Function Jacobian_matrix_of_Softmax(z[], n):
    Let p = Softmax(z)
    Let J[][] = n by n matrix of reals
    For i = 1 to n:
        J[i][i] = p[i] * (1.0 - p[i])
        For k = 1 to i-1:
            J[k][i] = -p[i]*p[k]
            J[i][k] = J[k][i] 
        End For
    End For
    Discard p
    Return J
End Function

or, using $\mathbf{p} = \text{Softmax}(\mathbf{z})$ if that is already calculated,

Function Jacobian_matrix_of_Softmaxed(p[], n):
    Let J[][] = n by n matrix of reals
    For i = 1 to n:
        J[i][i] = p[i] * (1.0 - p[i])
        For k = 1 to i-1:
            J[k][i] = -p[i]*p[k]
            J[i][k] = J[k][i] 
        End For
    End For
    Discard p
    Return J
End Function

Individual partial derivatives are calculated using

Function Partial_of_Softmaxed(p[], i, j):
    If i == j:
        Return p[i] * (1.0 - p[i])
    Else:
        Return -p[i] * p[j] 
    End If
End Function

but note using the matrix symmetry, we can calculate the diagonal values separately, and off-diagonal values (to the left, and directly above, each diagonal value) in a separate subloop, we can do the calculations much more efficiently.

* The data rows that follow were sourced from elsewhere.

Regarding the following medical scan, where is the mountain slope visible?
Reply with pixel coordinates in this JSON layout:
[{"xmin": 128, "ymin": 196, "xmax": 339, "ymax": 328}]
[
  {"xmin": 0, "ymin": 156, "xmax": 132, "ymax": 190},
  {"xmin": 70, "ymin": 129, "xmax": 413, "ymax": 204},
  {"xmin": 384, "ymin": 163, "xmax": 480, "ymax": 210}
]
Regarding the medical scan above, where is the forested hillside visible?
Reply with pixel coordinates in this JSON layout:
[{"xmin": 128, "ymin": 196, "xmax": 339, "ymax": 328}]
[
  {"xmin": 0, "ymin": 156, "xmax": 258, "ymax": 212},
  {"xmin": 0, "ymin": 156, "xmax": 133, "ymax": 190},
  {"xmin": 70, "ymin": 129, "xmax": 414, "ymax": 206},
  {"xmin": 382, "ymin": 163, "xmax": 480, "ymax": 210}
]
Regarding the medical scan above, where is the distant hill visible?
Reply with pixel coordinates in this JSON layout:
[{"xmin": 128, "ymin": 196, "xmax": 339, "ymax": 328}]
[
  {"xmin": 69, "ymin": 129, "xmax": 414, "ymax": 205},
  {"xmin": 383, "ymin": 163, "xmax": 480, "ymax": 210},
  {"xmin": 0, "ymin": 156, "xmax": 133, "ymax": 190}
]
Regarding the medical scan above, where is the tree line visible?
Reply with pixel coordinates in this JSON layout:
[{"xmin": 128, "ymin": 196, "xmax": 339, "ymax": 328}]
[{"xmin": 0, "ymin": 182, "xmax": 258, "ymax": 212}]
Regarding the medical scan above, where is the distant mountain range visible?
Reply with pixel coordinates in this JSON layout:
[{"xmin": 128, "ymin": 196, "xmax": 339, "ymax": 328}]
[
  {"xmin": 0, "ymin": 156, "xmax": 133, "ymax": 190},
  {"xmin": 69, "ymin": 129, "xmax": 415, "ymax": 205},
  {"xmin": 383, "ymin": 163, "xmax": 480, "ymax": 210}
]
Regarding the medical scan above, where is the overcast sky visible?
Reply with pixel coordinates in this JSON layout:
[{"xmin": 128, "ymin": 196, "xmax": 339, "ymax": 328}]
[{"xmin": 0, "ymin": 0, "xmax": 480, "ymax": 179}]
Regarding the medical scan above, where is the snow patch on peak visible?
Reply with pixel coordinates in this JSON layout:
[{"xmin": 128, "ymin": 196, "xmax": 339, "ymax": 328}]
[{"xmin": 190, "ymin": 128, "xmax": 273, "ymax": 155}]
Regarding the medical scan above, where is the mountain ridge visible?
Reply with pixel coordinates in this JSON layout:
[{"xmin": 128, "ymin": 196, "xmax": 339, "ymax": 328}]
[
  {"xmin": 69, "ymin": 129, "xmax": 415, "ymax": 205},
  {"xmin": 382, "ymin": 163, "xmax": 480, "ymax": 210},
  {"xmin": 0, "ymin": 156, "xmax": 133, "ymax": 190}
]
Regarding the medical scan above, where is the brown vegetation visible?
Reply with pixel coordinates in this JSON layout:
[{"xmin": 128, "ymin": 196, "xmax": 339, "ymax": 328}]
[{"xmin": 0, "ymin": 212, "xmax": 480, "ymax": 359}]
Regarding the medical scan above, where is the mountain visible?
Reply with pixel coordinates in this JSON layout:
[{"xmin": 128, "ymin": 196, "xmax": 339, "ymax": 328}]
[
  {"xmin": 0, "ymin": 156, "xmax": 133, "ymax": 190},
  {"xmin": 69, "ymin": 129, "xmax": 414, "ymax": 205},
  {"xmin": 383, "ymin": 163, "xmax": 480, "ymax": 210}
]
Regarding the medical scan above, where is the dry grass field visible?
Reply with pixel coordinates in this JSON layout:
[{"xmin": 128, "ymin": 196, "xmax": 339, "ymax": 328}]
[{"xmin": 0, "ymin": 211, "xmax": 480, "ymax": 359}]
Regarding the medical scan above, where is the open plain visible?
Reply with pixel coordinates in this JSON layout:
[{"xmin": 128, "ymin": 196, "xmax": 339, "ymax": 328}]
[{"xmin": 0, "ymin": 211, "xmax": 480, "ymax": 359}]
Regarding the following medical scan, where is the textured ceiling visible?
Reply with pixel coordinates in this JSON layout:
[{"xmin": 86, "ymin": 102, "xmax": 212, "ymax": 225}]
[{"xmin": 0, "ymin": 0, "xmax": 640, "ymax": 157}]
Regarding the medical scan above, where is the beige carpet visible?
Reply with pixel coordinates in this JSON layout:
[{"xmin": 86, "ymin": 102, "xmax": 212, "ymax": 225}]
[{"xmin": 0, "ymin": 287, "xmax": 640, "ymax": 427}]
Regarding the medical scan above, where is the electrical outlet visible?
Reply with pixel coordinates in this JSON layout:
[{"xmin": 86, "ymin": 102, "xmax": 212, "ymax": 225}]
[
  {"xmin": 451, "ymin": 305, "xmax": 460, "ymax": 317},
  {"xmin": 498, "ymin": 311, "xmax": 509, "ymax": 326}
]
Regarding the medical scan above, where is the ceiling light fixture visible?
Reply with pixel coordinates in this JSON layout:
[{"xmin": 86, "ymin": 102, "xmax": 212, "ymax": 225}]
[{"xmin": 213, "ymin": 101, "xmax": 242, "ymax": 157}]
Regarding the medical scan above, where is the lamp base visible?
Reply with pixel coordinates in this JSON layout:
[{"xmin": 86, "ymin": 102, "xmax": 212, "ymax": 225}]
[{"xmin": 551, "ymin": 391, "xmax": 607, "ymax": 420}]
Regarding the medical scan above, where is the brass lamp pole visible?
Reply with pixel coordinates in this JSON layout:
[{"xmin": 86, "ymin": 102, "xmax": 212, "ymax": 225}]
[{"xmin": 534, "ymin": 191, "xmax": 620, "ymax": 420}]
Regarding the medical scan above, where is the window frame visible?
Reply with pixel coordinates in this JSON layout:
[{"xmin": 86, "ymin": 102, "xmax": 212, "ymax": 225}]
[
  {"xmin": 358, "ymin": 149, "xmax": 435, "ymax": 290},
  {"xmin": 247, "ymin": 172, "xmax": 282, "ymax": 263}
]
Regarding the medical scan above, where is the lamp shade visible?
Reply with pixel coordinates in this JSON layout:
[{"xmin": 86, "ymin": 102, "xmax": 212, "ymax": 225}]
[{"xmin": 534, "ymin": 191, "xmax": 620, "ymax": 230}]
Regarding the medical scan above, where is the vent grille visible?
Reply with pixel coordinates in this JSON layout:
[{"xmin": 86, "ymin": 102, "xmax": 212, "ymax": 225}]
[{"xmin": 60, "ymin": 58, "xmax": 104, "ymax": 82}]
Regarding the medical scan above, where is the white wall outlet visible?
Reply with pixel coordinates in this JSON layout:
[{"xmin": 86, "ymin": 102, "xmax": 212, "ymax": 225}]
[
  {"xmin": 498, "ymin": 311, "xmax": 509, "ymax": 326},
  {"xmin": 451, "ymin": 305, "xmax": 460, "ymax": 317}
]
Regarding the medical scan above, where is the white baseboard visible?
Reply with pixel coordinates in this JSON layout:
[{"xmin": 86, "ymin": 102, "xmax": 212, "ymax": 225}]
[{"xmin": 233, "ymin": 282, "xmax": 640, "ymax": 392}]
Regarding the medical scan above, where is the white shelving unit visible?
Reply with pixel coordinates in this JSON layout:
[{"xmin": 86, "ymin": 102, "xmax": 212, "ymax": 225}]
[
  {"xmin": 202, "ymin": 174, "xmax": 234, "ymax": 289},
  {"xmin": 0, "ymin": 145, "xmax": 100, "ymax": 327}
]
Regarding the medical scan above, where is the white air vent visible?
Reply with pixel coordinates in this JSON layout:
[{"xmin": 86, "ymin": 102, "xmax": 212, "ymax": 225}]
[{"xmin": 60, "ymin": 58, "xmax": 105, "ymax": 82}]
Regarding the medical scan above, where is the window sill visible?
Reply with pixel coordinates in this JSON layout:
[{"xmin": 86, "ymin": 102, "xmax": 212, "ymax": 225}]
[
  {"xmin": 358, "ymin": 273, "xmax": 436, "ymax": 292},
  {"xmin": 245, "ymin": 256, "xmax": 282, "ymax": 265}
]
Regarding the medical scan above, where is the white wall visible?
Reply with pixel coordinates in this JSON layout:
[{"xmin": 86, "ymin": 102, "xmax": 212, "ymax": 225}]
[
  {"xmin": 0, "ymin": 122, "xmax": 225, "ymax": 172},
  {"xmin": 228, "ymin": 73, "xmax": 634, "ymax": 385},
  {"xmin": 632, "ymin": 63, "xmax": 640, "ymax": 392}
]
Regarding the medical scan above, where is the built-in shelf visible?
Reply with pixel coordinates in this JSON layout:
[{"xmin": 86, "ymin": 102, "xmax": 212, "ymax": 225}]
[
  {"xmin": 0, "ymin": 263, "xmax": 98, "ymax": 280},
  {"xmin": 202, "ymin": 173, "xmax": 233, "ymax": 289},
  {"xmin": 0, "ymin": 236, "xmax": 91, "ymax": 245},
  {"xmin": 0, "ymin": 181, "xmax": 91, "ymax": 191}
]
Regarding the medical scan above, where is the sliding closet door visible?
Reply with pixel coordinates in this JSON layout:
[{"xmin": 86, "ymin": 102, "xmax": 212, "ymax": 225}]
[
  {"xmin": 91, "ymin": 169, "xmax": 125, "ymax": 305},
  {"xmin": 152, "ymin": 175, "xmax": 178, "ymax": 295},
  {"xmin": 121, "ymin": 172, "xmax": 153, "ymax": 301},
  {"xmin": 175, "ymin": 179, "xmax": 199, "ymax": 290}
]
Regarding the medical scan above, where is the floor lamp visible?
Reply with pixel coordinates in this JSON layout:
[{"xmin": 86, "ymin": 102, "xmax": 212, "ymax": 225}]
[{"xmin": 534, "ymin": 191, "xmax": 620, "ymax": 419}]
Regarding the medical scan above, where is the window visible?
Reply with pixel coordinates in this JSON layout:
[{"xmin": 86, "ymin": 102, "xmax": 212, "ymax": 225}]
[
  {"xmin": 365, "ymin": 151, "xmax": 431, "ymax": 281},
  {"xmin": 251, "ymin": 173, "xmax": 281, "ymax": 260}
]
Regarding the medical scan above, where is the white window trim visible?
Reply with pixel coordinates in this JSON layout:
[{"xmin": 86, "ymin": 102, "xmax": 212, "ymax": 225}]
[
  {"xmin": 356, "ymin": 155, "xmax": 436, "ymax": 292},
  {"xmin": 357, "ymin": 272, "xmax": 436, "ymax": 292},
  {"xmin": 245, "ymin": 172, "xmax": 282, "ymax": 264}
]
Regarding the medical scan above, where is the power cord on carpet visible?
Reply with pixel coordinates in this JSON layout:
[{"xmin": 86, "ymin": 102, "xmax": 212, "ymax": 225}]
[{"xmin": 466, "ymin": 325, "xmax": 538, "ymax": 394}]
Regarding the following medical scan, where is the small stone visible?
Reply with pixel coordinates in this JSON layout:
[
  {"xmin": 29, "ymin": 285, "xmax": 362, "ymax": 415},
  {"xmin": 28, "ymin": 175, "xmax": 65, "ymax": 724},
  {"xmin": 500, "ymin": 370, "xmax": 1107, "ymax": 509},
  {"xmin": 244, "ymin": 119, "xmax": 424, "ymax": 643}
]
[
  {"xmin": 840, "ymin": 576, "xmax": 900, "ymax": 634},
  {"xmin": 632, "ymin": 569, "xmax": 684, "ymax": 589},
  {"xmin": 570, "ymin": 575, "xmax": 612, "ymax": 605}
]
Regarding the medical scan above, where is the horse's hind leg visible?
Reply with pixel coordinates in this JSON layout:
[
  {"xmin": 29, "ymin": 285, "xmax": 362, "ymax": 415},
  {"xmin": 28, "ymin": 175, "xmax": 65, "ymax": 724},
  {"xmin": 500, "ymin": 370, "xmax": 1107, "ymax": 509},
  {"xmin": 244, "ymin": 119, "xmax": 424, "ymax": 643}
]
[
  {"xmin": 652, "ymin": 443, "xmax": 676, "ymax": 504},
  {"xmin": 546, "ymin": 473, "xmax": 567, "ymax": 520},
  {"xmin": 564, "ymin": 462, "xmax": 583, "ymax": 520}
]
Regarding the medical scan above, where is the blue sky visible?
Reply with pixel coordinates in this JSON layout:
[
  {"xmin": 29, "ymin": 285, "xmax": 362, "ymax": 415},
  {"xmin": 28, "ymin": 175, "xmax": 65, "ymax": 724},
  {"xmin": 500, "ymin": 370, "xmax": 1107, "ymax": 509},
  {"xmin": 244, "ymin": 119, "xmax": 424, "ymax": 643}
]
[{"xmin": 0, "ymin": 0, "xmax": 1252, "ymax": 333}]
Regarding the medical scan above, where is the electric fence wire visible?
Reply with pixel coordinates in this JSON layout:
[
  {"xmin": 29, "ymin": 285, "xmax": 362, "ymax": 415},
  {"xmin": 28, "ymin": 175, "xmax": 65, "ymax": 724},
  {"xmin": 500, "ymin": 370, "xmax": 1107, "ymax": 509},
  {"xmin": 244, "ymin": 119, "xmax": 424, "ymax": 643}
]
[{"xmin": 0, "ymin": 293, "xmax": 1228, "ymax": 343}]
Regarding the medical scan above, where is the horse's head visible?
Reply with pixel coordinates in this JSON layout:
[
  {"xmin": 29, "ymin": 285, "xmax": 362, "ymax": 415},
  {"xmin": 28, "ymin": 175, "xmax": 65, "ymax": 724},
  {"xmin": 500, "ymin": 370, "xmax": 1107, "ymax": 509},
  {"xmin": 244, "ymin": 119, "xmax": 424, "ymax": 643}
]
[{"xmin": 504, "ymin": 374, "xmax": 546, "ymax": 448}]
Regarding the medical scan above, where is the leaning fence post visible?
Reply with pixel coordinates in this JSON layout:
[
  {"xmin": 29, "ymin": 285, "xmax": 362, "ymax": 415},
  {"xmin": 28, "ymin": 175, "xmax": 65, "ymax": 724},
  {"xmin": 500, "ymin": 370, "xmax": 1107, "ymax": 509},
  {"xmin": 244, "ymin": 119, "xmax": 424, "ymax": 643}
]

Whether calculating the Jacobian matrix is useful or not, depends on what you need the partial derivatives for. If you only need the gradient of $\mathbf{p}$ ($\nabla\mathbf{p}$), use

Function Gradient_of_Softmaxed(p[], n):
    Let  g[] be an array of n reals
    For i = 1 to n:
        g[i] = p[i] * (1.0 - p[i])
    End For
    Return g
End Function

Function Gradient_of_Softmax(z[], n):
    Let g = Softmax(z, n)
    For i = 1 to n:
        g[i] = g[i] * (1.0 - g[i])
    End For
    Return g
End Function

instead of Jacobian_matrix_of_Softmaxed(). Note how the latter version, if you don't need $\text{Softmax}(\mathbf{z})$, can reuse the storage for the gradient.